The peptides were purified using RP-SPE columns[33,34] (Silicycle® Siliaprep™ C18, 5 g, 40–60 μm). The columns were activated and equilibrated in accordance with manufacturer recommendations. The peptides were dissolved in A (100 mg mL−1), loaded into the column and eluted with a solvent B gradient. The fractions were analyzed via RP-HPLC chromatography, and those that contained the pure peptide were collected and lyophilized.

MALDI-TOF MS

The peptide (1 mg mL−1) was mixed with the matrix (1.0 mg mL−1 of 2,5-dihydroxybenzoic acid, or sinapinic acid) (2 : 18, v/v), and then 1 μL of this mixture was seeded on a steel target. The experiment was carried out on a Ultraflex III TOF-TOF mass spectrometer (Bruker Daltonics, Bremen, Germany), Laser: 250 shots and 25–30% power.

Electrospinning assays

The nanofibers were obtained by electrospinning of a Pullulan or Pullulan-peptide solution. The optimal ratio between Pullulan and peptide was established as the maximum peptide quantity that didn't affect the Pullulan spinability. It was found that Pullulan/peptide 74 : 1 w/w was the best ratio and being 20% w/w the final concentration Pullulan. (a) Pullulan (20% w/v) was dissolved in deionized water. (b) Pullulan (975 mg mL−1) and LfcinB (20–25)Pal peptide (13.2 mg mL−1) solutions were mixed and diluted with deionized water until reaching a Pullulan concentration of 20% w/v. The solution was stored overnight at 4 °C. After that, the solution was passed through a syringe (KDS100; KD-Scientific, New Hope, PA). The caudal was 0.5 mL h−1, the applied voltage (Spellman SL150) was 15 kV, and the distance from the needle to the collector was 11 cm. Once the Taylor cone was formed, the nanofibers were collected on aluminium foil for 20 min.[14] The membranes were sterilized with UV radiation and stored in a desiccant chamber.

Kaiser test

The presence of free amine groups in the nanofibers was evaluated using the Kaiser test.[35] Briefly, (1) phenol was dissolved in absolute ethanol (4 g mL−1); (2) 1.0 mL of KCN aqueous solution (0.65 mg mL−1) was mixed with 49.0 mL of pyridine; (3) 1.25 g of ninhydrin was dissolved in 25 mL of absolute ethanol; (4) solutions (1) and (2) were mixed (1 : 1 v/v), solutions 3 and 4 were mixed (1 : 2; v/v), and then (i) Pullulan-LfcinB (21–25)Pal nanofiber (1 mg) or (ii) Pullulan nanofiber (1 mg) was added. The reaction mixture was heated at 105 °C for 5 min. A blue solution indicates a positive test for the presence of free amine groups, while a yellow solution indicates a negative test.

Encapsulation efficiency

The quantity of peptide in the nanofibers was determined via RP-HPLC chromatography. Briefly, Pullulan nanofibers (0.18% w/w) or Pullulan-LfcinB (21–25)Pal nanofibers (2.36% w/w) were dissolved in solvent A and passed through a Merck Chromolith® C18 (50 × 4.6 mm) column, as described in 2.3.
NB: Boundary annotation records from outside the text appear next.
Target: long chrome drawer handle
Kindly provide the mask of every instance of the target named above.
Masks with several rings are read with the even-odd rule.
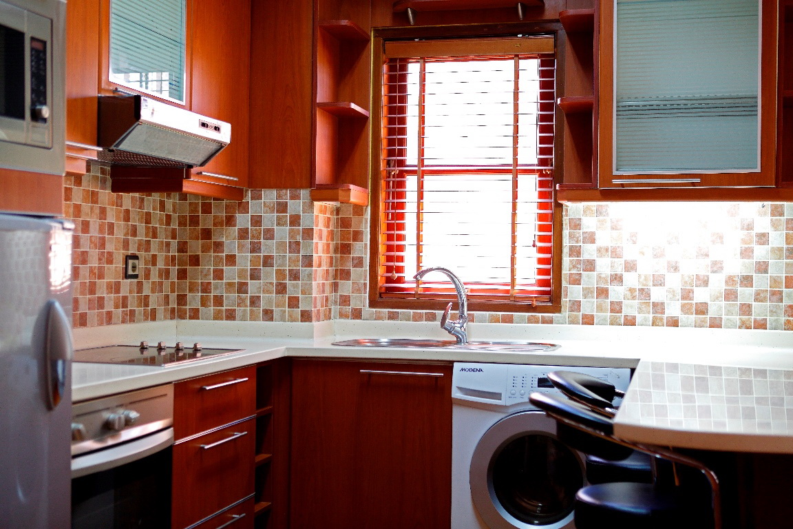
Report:
[[[404,374],[413,377],[442,377],[442,373],[421,373],[418,371],[374,371],[371,370],[361,370],[363,374]]]
[[[204,176],[213,176],[216,178],[223,178],[224,180],[239,180],[236,176],[228,176],[228,174],[220,174],[219,173],[208,173],[205,171],[196,171],[196,174],[203,174]]]
[[[232,384],[239,384],[239,382],[244,382],[248,378],[245,377],[244,378],[236,378],[234,380],[230,380],[228,382],[220,382],[220,384],[213,384],[212,385],[202,385],[201,389],[216,389],[217,388],[222,388],[225,385],[231,385]]]
[[[234,522],[239,522],[241,519],[243,519],[244,517],[245,517],[245,513],[244,512],[242,513],[242,514],[232,514],[232,518],[233,518],[234,519],[232,519],[232,520],[229,520],[229,521],[226,522],[223,525],[221,525],[219,527],[217,527],[217,529],[223,529],[224,527],[228,527],[232,523],[234,523]]]
[[[228,443],[229,441],[233,441],[236,439],[239,439],[243,435],[247,435],[247,431],[235,431],[234,435],[232,435],[231,437],[227,437],[224,439],[220,439],[220,441],[215,441],[214,443],[209,443],[209,444],[202,444],[202,445],[198,445],[198,446],[200,446],[204,450],[209,450],[210,448],[214,448],[215,447],[221,445],[224,443]]]

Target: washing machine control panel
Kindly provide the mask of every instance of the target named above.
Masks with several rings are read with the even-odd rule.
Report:
[[[559,370],[578,371],[608,381],[625,391],[630,380],[626,367],[576,367],[518,364],[454,364],[452,398],[458,401],[511,406],[527,403],[532,393],[558,393],[548,374]]]

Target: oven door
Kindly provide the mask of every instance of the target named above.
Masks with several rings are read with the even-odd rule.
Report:
[[[173,428],[72,458],[72,529],[170,529]]]

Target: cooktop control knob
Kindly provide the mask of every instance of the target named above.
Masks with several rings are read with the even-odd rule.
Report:
[[[140,414],[133,409],[124,410],[121,412],[121,415],[124,416],[124,424],[125,426],[132,426],[138,422],[138,418],[140,417]]]
[[[124,413],[111,413],[105,420],[105,427],[111,431],[121,431],[127,425]]]
[[[86,437],[88,436],[88,432],[86,431],[86,427],[79,423],[71,424],[71,440],[72,441],[85,441]]]

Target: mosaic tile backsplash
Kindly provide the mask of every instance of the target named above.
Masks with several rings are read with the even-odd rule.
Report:
[[[76,326],[439,320],[367,308],[367,208],[314,204],[305,190],[118,194],[105,171],[66,178]],[[793,205],[571,205],[561,236],[561,313],[473,321],[793,329]],[[141,279],[123,279],[127,254]]]

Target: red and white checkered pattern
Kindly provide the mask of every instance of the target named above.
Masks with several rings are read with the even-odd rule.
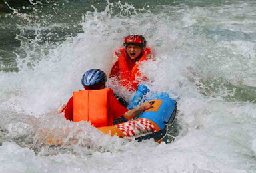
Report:
[[[154,125],[147,119],[139,118],[115,125],[129,137],[156,132]]]

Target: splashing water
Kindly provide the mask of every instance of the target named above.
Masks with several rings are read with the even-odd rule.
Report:
[[[188,1],[33,2],[29,13],[6,15],[5,22],[16,20],[20,45],[1,57],[0,170],[255,172],[256,4]],[[83,89],[86,70],[109,72],[114,51],[131,33],[143,35],[155,55],[141,67],[151,79],[145,84],[178,101],[172,143],[110,137],[57,112]],[[114,81],[107,85],[131,99]],[[55,128],[71,129],[66,142],[84,130],[70,146],[42,146],[38,132]]]

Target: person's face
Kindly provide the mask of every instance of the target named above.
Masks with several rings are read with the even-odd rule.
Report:
[[[131,59],[137,59],[141,53],[141,48],[136,45],[129,44],[126,47],[126,52]]]

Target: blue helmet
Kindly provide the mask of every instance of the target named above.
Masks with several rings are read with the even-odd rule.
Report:
[[[107,81],[107,75],[101,70],[92,69],[87,71],[83,75],[82,78],[82,84],[83,86],[89,86],[97,83],[105,83]]]

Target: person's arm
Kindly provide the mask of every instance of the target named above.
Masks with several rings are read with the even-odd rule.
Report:
[[[64,113],[64,116],[66,118],[66,120],[70,121],[73,121],[73,96],[70,98],[67,105],[60,111],[61,113]]]
[[[127,119],[131,119],[136,116],[138,116],[147,109],[153,108],[153,106],[152,106],[153,103],[153,102],[144,102],[139,107],[132,110],[129,110],[127,112],[126,112],[123,114],[123,116]]]

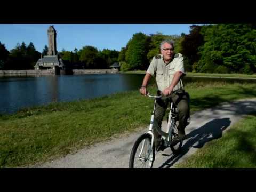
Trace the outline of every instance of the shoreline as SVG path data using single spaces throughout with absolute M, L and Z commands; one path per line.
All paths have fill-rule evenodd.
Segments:
M 73 69 L 73 75 L 84 74 L 117 74 L 119 72 L 111 69 Z M 69 75 L 69 74 L 67 74 Z M 67 75 L 63 74 L 56 75 L 54 70 L 0 70 L 0 77 L 10 76 L 54 76 L 54 75 Z

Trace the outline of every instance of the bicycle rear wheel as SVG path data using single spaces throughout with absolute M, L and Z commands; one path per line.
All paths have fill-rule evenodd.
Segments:
M 155 145 L 151 147 L 151 137 L 143 134 L 136 140 L 130 155 L 129 168 L 151 168 L 155 159 Z
M 171 150 L 173 154 L 177 155 L 180 153 L 183 141 L 178 139 L 178 126 L 179 122 L 176 121 L 172 130 L 172 137 L 171 138 Z

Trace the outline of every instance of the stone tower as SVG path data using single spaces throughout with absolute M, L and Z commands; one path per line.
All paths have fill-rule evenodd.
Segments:
M 57 53 L 56 49 L 56 30 L 53 26 L 50 26 L 47 31 L 48 35 L 48 53 L 47 55 L 56 55 Z

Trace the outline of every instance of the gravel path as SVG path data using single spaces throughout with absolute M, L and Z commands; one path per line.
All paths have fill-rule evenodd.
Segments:
M 256 98 L 239 100 L 230 103 L 224 103 L 216 107 L 196 112 L 191 116 L 191 123 L 186 129 L 188 138 L 184 141 L 182 153 L 172 154 L 170 148 L 157 154 L 153 167 L 173 167 L 184 161 L 204 145 L 221 137 L 244 115 L 256 110 Z M 150 114 L 149 114 L 149 120 Z M 166 122 L 163 122 L 163 127 Z M 74 154 L 31 167 L 127 167 L 133 145 L 143 131 L 140 129 L 132 133 L 125 134 L 109 141 L 102 142 L 89 149 L 83 149 Z

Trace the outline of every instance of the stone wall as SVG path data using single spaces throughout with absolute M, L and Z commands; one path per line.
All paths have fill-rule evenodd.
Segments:
M 55 71 L 47 70 L 0 70 L 0 76 L 29 76 L 39 75 L 55 75 Z
M 73 69 L 73 75 L 117 73 L 118 71 L 109 69 Z M 29 75 L 52 75 L 55 70 L 0 70 L 0 76 L 29 76 Z
M 73 74 L 111 73 L 111 69 L 73 69 Z

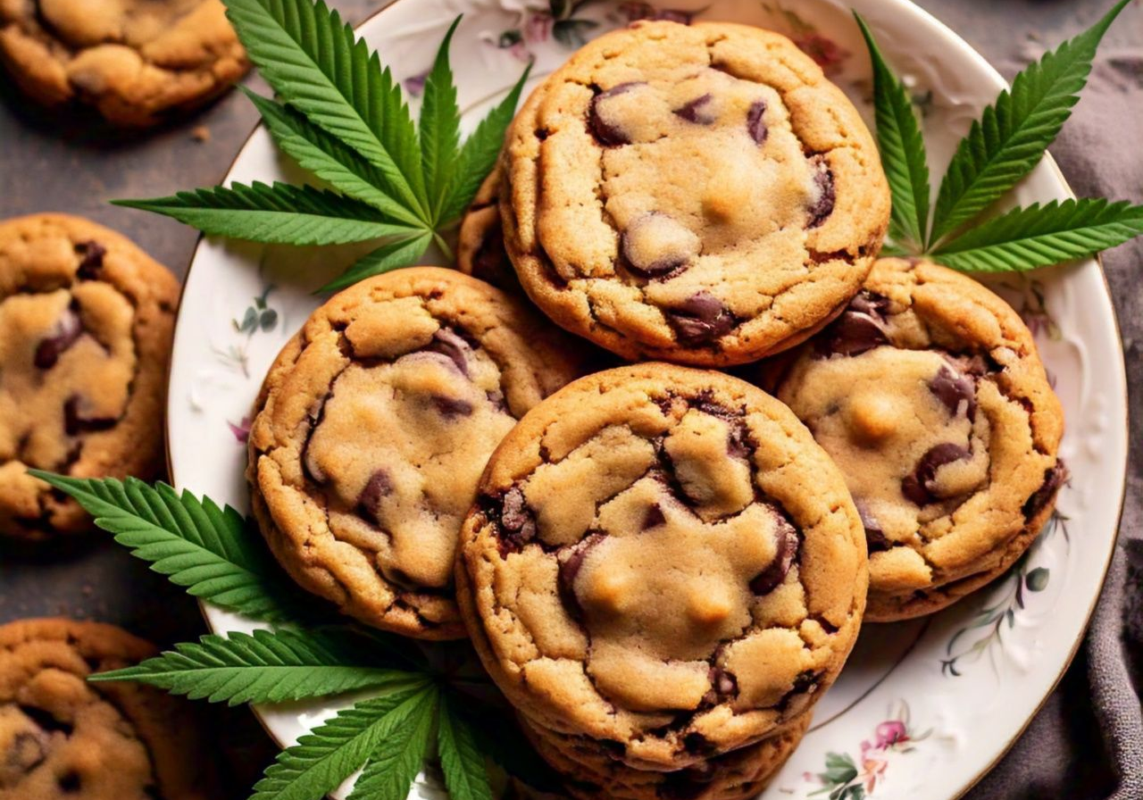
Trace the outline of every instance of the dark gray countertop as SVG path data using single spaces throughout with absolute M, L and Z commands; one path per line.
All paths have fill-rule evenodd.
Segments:
M 331 5 L 355 21 L 383 2 L 334 0 Z M 1092 24 L 1110 0 L 920 0 L 920 5 L 1010 77 L 1044 46 L 1054 46 Z M 1138 17 L 1137 9 L 1134 15 Z M 1140 24 L 1114 29 L 1103 53 L 1129 53 L 1134 46 L 1137 57 L 1141 29 Z M 1080 103 L 1076 113 L 1092 112 Z M 218 183 L 256 118 L 253 106 L 232 93 L 210 109 L 162 130 L 129 138 L 109 136 L 97 125 L 62 126 L 16 95 L 0 74 L 0 218 L 47 210 L 83 215 L 122 231 L 182 277 L 197 233 L 170 219 L 115 208 L 107 200 L 154 197 Z M 199 141 L 195 131 L 203 129 L 208 138 Z M 1137 141 L 1132 146 L 1138 146 Z M 1082 176 L 1069 177 L 1082 189 Z M 1143 303 L 1134 277 L 1120 271 L 1109 274 L 1109 280 L 1127 345 L 1130 385 L 1135 387 L 1141 385 Z M 1130 481 L 1137 489 L 1143 483 L 1143 459 L 1138 457 L 1143 409 L 1134 394 Z M 43 615 L 117 623 L 161 645 L 205 631 L 186 595 L 105 541 L 74 552 L 46 553 L 35 561 L 0 553 L 0 622 Z M 1082 682 L 1073 667 L 1065 686 Z M 274 751 L 247 712 L 213 711 L 223 749 L 237 765 L 234 786 L 240 795 Z M 1092 753 L 1093 760 L 1101 758 Z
Atomic force microscopy (AFM)

The nanofibers were put on the metallic support (1 cm diameter) of the microscope (nano surf easyScan 2 flexAFM). The images were obtained while varying the size of the analysis region (100, 50, 10, and 5 μm), and the force was 20–25 N, 256 points and 799 ms by line.[36]

Scanning electronic microscopy (SEM)

The nanofibers were analyzed via SEM microscopy (TESCA, VEGA 3, and secondary electron detection). Gold-covered nanofibers were put on the metallic support (1 cm diameter) of the microscope, and the images were obtained while varying the size of the analysis region (50, 10, 5, 2, and 1 μm). The support movement was random. The distribution of the diameter of the fibers was determined by measuring 100 fibers in the whole membrane.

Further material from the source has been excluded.